S&P Dow Jones Indices, as is its custom, did not comment on Strategy’s exclusion, and it did not respond to a question from MarketWatch. But it is notable that S&P also does not include closed-end funds and exchange-traded funds in the S&P 500.  Although Strategy isn’t technically an investment company, it fundamentally acts as one, as the lion’s share of its market capitalization is based on its holdings of bitcoin rather than on its underlying information-technology business.

“This is signaling that the committee, which can apply discretion in its index inclusion decisions, is concerned about including in the S&P 500 index companies such as MicroStrategy that are effectively bitcoin funds. This rejection is a blow to not only MicroStrategy but also other corporate crypto treasuries that have proliferated in recent months in an attempt to replicate MicroStrategy’s crypto accumulation model,” the strategists said.

The rejection means that there’s a limit to how much crypto will enter investor portfolios through the back door. “More importantly, the risk going forward is in our opinion that other index providers that have already included MicroStrategy or other corporate crypto treasuries into their equity indices, might rethink their approach,” they said. The Nasdaq, they note, has reportedly begun requiring certain companies holding crypto assets to seek shareholder approval before issuing new shares to fund crypto purchases. 

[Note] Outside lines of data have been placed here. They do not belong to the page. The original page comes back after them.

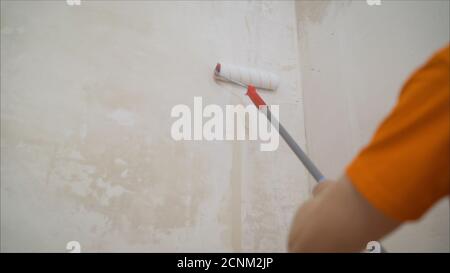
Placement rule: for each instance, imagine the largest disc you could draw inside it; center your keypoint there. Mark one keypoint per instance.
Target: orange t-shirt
(405, 168)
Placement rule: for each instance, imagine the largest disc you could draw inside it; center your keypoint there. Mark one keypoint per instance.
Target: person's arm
(337, 219)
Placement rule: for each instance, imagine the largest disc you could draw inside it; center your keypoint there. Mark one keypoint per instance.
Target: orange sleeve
(405, 168)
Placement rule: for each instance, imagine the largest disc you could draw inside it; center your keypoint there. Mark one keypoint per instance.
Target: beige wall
(86, 96)
(354, 59)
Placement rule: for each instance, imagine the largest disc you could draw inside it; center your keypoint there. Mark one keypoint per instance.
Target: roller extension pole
(309, 165)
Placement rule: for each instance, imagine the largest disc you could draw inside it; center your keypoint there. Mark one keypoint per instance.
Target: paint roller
(252, 79)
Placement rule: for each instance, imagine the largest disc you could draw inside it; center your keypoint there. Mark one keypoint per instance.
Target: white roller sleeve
(248, 76)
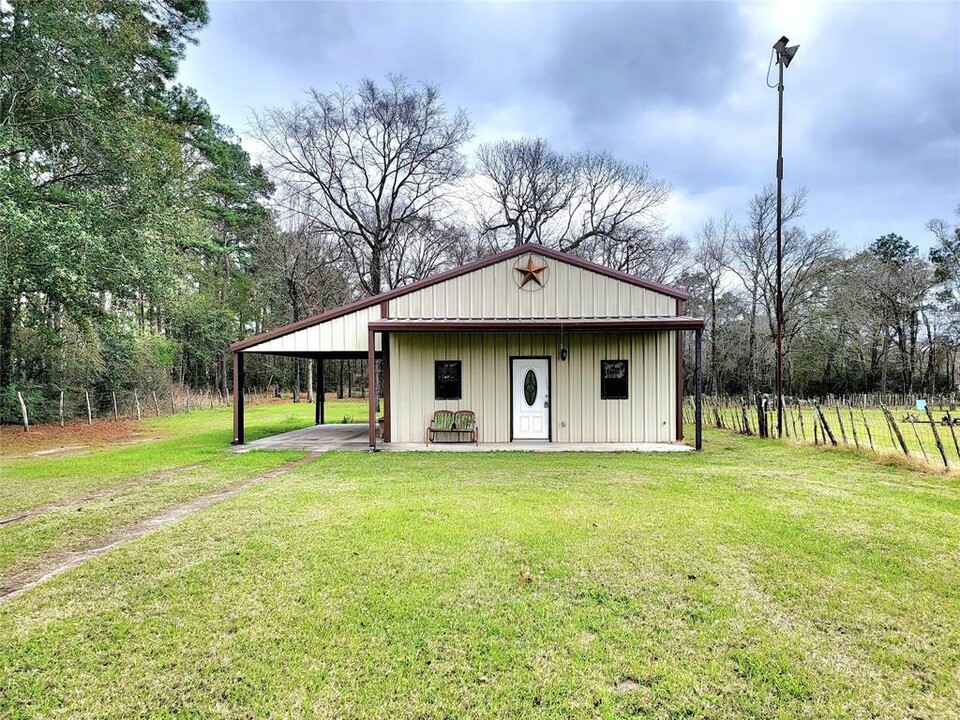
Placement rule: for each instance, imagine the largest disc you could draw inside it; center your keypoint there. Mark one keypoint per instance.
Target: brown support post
(321, 395)
(698, 380)
(385, 370)
(372, 386)
(681, 308)
(238, 398)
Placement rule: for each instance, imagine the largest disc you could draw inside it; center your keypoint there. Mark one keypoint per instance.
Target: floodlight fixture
(785, 55)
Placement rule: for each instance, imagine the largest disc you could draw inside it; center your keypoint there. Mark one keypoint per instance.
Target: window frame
(604, 393)
(436, 379)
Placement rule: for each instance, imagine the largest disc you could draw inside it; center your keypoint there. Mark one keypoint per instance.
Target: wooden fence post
(826, 427)
(953, 434)
(916, 434)
(936, 437)
(853, 426)
(843, 431)
(23, 410)
(863, 414)
(892, 423)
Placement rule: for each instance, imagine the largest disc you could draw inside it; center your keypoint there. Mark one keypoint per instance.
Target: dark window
(446, 384)
(613, 379)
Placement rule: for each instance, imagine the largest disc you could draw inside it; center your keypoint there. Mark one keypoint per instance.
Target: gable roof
(457, 272)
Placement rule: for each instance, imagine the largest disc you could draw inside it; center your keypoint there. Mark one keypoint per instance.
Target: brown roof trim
(668, 322)
(457, 272)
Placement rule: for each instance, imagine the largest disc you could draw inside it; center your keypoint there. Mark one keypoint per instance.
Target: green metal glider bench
(462, 423)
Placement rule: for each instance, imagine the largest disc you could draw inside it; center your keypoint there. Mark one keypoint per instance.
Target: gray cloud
(872, 114)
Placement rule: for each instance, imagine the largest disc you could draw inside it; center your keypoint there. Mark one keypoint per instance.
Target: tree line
(139, 239)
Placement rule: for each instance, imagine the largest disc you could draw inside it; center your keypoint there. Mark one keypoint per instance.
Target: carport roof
(456, 272)
(649, 323)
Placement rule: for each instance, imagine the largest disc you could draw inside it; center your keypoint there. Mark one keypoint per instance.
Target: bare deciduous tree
(376, 162)
(751, 251)
(711, 259)
(590, 204)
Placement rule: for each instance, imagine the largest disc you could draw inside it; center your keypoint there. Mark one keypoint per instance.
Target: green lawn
(751, 580)
(867, 429)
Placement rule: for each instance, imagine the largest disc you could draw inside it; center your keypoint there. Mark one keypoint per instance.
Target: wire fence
(928, 430)
(68, 405)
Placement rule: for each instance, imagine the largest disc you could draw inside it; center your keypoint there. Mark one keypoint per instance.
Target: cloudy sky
(872, 101)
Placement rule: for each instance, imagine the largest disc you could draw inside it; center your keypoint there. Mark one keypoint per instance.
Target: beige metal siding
(344, 333)
(577, 413)
(569, 291)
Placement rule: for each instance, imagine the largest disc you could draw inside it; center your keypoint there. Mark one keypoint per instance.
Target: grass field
(866, 429)
(755, 579)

“As more questions are raised about the sustainability of corporate treasuries, the risk is that both investors and index providers shift their preference away from corporate treasuries towards crypto companies with real operating businesses such as crypto exchanges or miners,” they added. It’s been a big week for those crypto corporate treasury plays, with EightCo and CaliberCos Holdings each seeing wild spikes higher after crypto purchase announcements.